LISTE ATTESA SANITA’: LA CORTE DEI CONTI SEGNALA CRITICITA’ NELLE REGIONI

Nonostante siano stati stanziati oltre 2 miliardi di euro per la riduzione delle liste d’attesa tra il 2020 e il 2024, i dati comunicati da parte di Regioni e Province autonome non appaino pienamente attendibili in quanto sono basati su comunicazioni non omogenee ed autocertificate.  

La metodologia adottata infatti non si basa inoltre sull’utilizzo di flussi informativi nazionali e di sistemi informativi strutturati, allo stato non disponibili.

E’ quanto emerge dall’analisi sulla Riduzione delle liste di attesa relative alle prestazioni sanitarie non erogate nel periodo di emergenza epidemiologica da covid-19 che la Sezione centrale di controllo sulla gestione delle amministrazioni dello Stato della Corte dei conti ha approvato con Delibera n. 90/2024/G del 19/11/24, esaminando l’adeguatezza dell’azione amministrativa posta in essere dal Ministero della Salute, in attuazione delle norme sul recupero delle liste di attesa per le prestazioni non rese a seguito della pandemia.

Il documento evidenzia le difficoltà incontrate dal Ministero stesso nello svolgimento delle attività di coordinamento e monitoraggio, sia sul versante della verifica dell’avvenuta programmazione, sia per quanto attiene alla capacità delle autonomie territoriali nel comunicare tempestivamente il grado di raggiungimento degli obiettivi da esse programmati.

I dati trasmessi, infatti, da Regioni e Province autonome – specifica la Corte – risultano spesso parziali e disomogenei e, dunque, non confrontabili fra loro per le diverse metodologie applicate alle stime dei ricoveri e delle prestazioni non erogate, con informazioni che non forniscono sempre quadri aggiornati e completi, dai quali potrebbe emergere un utilizzo regionale delle risorse stanziate maggiormente orientato al ripianamento dei disavanzi sanitari e a un abbattimento solo residuale delle liste di attesa, stante l’ampia finalizzazione prevista dalla normativa vigente.  

Non risulta, inoltre, un meccanismo di acquisizione dati che consenta di valutare l’effettiva applicazione da parte dei soggetti attuatori (aziende sanitarie, etc.) delle misure previste in materia e, soprattutto, per verificare il corretto utilizzo delle risorse finanziarie messe in campo con la fiscalità generale.
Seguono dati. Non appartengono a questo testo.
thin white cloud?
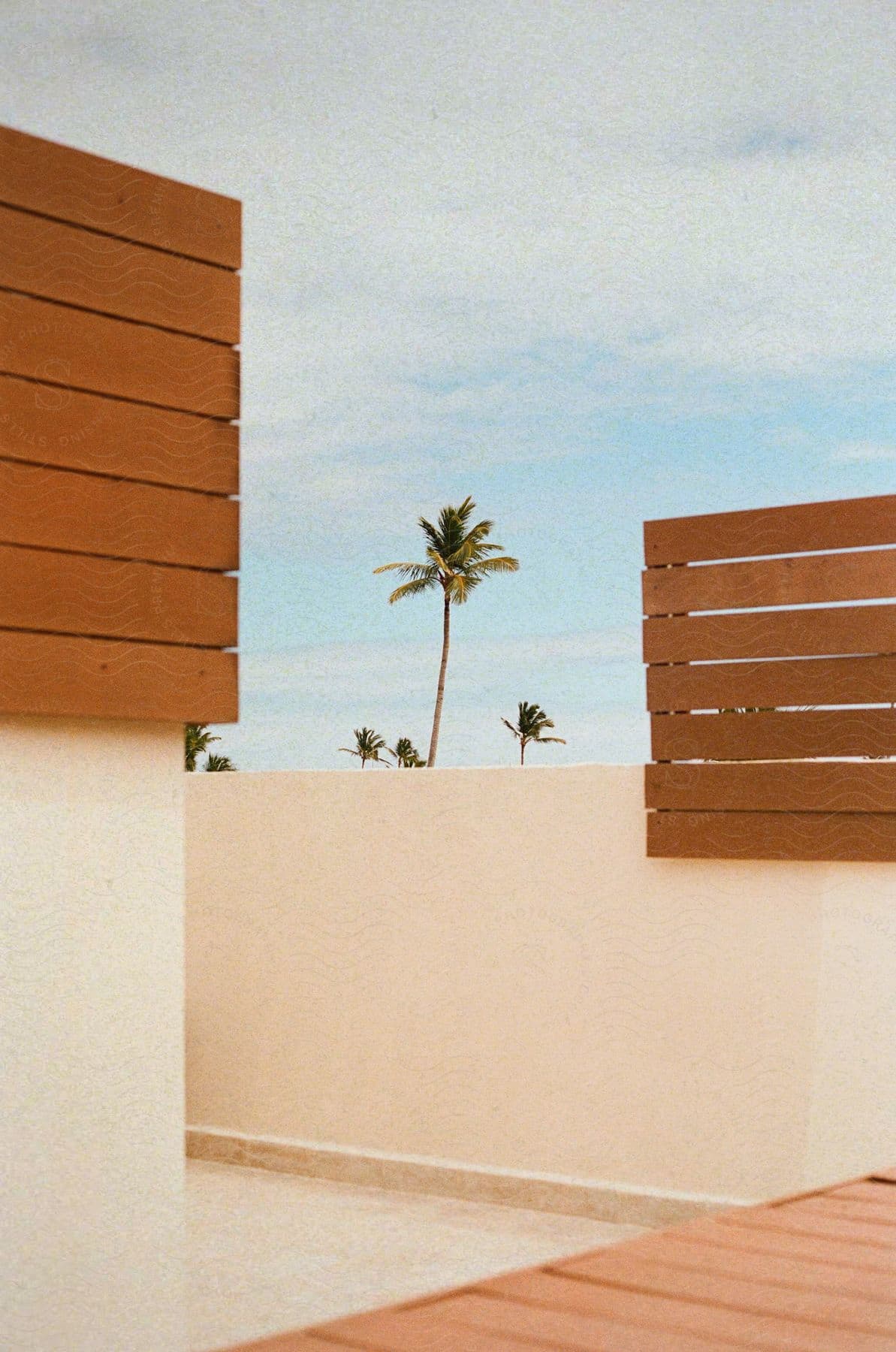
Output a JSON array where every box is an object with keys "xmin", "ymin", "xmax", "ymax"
[{"xmin": 830, "ymin": 441, "xmax": 896, "ymax": 465}]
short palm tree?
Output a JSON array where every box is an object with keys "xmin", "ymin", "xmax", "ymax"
[
  {"xmin": 387, "ymin": 737, "xmax": 426, "ymax": 769},
  {"xmin": 204, "ymin": 752, "xmax": 237, "ymax": 769},
  {"xmin": 184, "ymin": 723, "xmax": 220, "ymax": 769},
  {"xmin": 502, "ymin": 700, "xmax": 566, "ymax": 765},
  {"xmin": 339, "ymin": 727, "xmax": 389, "ymax": 769},
  {"xmin": 373, "ymin": 497, "xmax": 519, "ymax": 765}
]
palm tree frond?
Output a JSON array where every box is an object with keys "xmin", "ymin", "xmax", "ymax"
[
  {"xmin": 373, "ymin": 564, "xmax": 435, "ymax": 580},
  {"xmin": 469, "ymin": 554, "xmax": 519, "ymax": 575},
  {"xmin": 389, "ymin": 576, "xmax": 436, "ymax": 605}
]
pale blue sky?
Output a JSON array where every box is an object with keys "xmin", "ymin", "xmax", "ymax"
[{"xmin": 0, "ymin": 0, "xmax": 896, "ymax": 769}]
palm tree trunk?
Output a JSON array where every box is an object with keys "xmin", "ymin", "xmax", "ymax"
[{"xmin": 426, "ymin": 592, "xmax": 451, "ymax": 768}]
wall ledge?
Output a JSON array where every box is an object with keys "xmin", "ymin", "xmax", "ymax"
[{"xmin": 186, "ymin": 1126, "xmax": 761, "ymax": 1227}]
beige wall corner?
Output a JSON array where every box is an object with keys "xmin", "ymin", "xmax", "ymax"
[
  {"xmin": 805, "ymin": 864, "xmax": 896, "ymax": 1187},
  {"xmin": 186, "ymin": 765, "xmax": 896, "ymax": 1200},
  {"xmin": 0, "ymin": 717, "xmax": 186, "ymax": 1352}
]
Questo – sottolinea la magistratura contabile – anche in virtù dell’assenza di risultanze sull’operatività delle sanzioni previste per stimolare le capacità di risposta delle autonomie territoriali, a seguito delle richieste di dati avanzate dal Ministero della salute per il monitoraggio sull’abbattimento effettivo delle liste di attesa.

Anche sul fronte dell’attuazione delle misure assunte in epoca covid e sull’utilizzo delle relative risorse, il Ministero ha riscontrato problematiche legate a una metodologia basata su dati autocertificati.

Inoltre, presso ciascuna Regione, ai sensi del DL 73 del 7/06/24 legge 107 del 29/07/24 ciascuna regione dovrà identificare un Responsabile unico regionale dell’assistenza sanitaria – RUAS che dovrà definire gli interventi utili a correggere le problematiche emerse a seguito dei controlli dell’Organismo. Infine a vantaggio dei professionisti sanitari coinvolti nel processo di riduzione liste di attesa è prevista la detassazione delle prestazioni aggiuntive eseguite. Inoltre, dal 2025, viene abolito il tetto di spesa per le assunzioni di personale.

La Corte nel suo comunicato ha auspicato lo sviluppo di un apparato organizzativo e informativo per il monitoraggio sul conseguimento degli obiettivi in materia, viste anche le risorse stanziate, proprio di recente, per la riduzione del fenomeno.